Chirps impressed investors with its cricket-flour mission

Although most Americans shudder at the thought of eating bugs, Chirps founders Rose Wang, Laura D'Asaro, and Meryl Natow looked at bugs and saw what they call a "complete and perfect protein." In the tank, Wang and D'Asaro explained to the sharks that their chips — made with cricket flour — are gluten-free, non-GMO, and pack as much protein as egg whites. In addition to being an excellent source of nutrients, crickets are also more environmentally friendly, requiring only one gallon of water per pound of crickets. Beef, in comparison, requires up to 2,000 gallons per pound.

The sharks questioned how Chirps would compete for shelf space, especially given the fact that the product uses cricket flour, but Wang argued that their uniqueness was a strength, even a selling point. In the end, Mark Cuban offered Chirps an investment of $100,000 in exchange for 15% equity, which they accepted. Of course, this was only the beginning of the Chirps' journey.
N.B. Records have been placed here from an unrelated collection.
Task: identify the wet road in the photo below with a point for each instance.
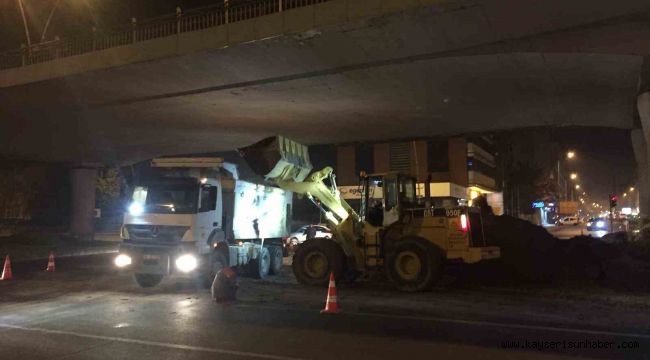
(88, 311)
(569, 231)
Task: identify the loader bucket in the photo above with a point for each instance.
(278, 159)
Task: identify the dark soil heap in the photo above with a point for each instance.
(531, 254)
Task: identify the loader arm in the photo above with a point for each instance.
(286, 164)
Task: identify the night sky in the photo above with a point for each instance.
(604, 157)
(74, 17)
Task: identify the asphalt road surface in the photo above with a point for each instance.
(87, 310)
(569, 231)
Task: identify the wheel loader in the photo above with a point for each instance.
(393, 232)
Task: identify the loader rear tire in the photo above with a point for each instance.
(315, 259)
(414, 265)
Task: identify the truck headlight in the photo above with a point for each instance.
(124, 233)
(122, 260)
(187, 263)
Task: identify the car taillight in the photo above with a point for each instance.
(463, 222)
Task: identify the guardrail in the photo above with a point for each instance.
(193, 20)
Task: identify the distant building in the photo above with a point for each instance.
(460, 168)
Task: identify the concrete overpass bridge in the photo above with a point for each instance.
(330, 71)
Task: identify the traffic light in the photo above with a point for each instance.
(612, 201)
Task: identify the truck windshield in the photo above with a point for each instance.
(167, 199)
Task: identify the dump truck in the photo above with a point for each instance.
(190, 217)
(394, 234)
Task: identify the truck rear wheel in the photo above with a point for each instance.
(261, 266)
(413, 265)
(276, 259)
(315, 259)
(148, 280)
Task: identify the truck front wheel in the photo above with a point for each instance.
(315, 259)
(413, 265)
(148, 280)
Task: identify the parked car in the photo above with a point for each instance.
(569, 220)
(299, 236)
(595, 224)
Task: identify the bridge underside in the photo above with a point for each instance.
(406, 75)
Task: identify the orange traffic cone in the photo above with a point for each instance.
(332, 304)
(50, 263)
(6, 271)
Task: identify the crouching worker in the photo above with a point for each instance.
(224, 286)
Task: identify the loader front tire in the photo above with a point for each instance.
(315, 259)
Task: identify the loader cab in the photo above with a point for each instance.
(384, 196)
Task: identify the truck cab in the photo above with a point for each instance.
(193, 218)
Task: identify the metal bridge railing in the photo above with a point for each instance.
(193, 20)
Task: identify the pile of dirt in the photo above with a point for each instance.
(529, 253)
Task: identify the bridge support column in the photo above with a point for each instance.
(83, 184)
(640, 141)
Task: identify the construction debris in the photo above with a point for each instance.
(529, 253)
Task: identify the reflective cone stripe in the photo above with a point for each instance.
(50, 263)
(6, 271)
(332, 304)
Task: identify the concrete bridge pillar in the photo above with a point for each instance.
(83, 184)
(640, 141)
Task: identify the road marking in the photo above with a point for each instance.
(477, 323)
(151, 343)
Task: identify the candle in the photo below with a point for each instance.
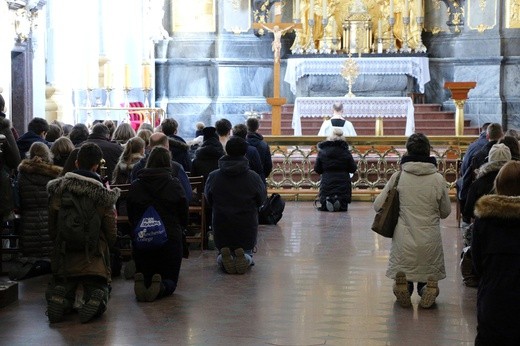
(419, 8)
(127, 77)
(146, 76)
(107, 78)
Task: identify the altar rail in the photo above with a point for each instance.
(377, 159)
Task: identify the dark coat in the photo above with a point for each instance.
(111, 153)
(483, 185)
(26, 140)
(335, 163)
(33, 176)
(257, 140)
(206, 158)
(87, 184)
(10, 152)
(157, 187)
(180, 151)
(496, 257)
(235, 192)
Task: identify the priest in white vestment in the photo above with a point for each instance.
(337, 121)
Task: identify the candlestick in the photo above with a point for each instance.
(127, 77)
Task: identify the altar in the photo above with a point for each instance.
(377, 107)
(378, 76)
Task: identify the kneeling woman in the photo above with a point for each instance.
(335, 163)
(157, 270)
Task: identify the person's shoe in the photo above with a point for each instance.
(139, 287)
(401, 290)
(211, 241)
(228, 261)
(129, 270)
(155, 288)
(241, 262)
(57, 304)
(93, 307)
(429, 293)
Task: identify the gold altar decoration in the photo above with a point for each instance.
(323, 23)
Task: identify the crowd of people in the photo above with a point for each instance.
(61, 189)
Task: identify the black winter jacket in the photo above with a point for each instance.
(335, 163)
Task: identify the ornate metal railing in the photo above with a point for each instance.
(377, 159)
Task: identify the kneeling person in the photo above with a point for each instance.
(235, 192)
(79, 259)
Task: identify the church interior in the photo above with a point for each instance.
(440, 67)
'Shark Tank' ushered Chirps chips in the public eye

As is the case with most "Shark Tank" products, a TV appearance boosted Chirps' sales almost overnight. In an interview with NYC's School of Visual Arts, Meryl Natow said the company experienced a "huge spike in interest" after its 2016 pitch. Mark Cuban's investment and support also helped a great deal, with Chirps still listed on his website.

At the time the episode aired, Chirps chips were sold in just under 100 stores. However, Cuban quickly helped them get into over 1,500 stores, including ShopRite, American Museum of Natural History gift shops, and even certain 7-11 locations.

Chirps was doing so well, in fact, that the team was turning potential investors away by 2018. Rose Wang explained in a Slate interview that they had reached a place where they could be pickier about who they brought on board, instead choosing individuals who were really passionate about the product and its mission. 

No surprises here, Chirps is seemingly still in business in 2023

With the increasing push for eco-friendly foods, it shouldn't be a surprise to anyone that Chirps chips are still on the market. In addition to its three flavors of cricket chips — chili lime, cheddar, and BBQ – Chirps now also offers cookie mixes, merch, and books.

Chips are sold in two-packs and variety three-packs, for $15.99 and $22.99, respectively. A single package of chocolate chip cookie mix costs $17.99, and makes about 15 cookies. Each serving of two cookies contains 220 calories and 5 grams of protein, as compared to only 2 grams of protein in your average serving of Betty Crocker cookies.

As of 2022, Chirps was valued at approximately $4 million, which is a significant leap from its $1 million valuation back in 2016. The company doesn't seem to have branched out in terms of an Amazon storefront, but Chirps chips do have online listings at both Walmart and Kroger. Rose Wang left the company in 2019, but co-founders Laura D'Asaro and Meryl Natow are still very much involved.

What's next for Chirps' cricket chips?

One thing is for certain: the Chirps founders care deeply about sustainability. Per Slate, Rose Wang hinted that the company would always stick to its core mission, saying of her team, "We're all very in-tune with what's going on with the world." She further explained that the Chirps goal is to be better — both in terms of health benefits and environmental impact — than other brands on the market. Of course, with cricket flour becoming more popular, more companies are incorporating the ingredient into their own products. However, Chirps sees this not as competition, but as a victory for the industry as a whole.

In late 2022, the company commented on Instagram that it would be relaunching a cricket-based protein powder in the coming months, perfect for adding protein to porridge. Strangely enough, the protein powder does not currently appear on its website. It's also worth noting that the Chirps' social media accounts have been quiet for more than six months, despite the company website still appearing to sell products.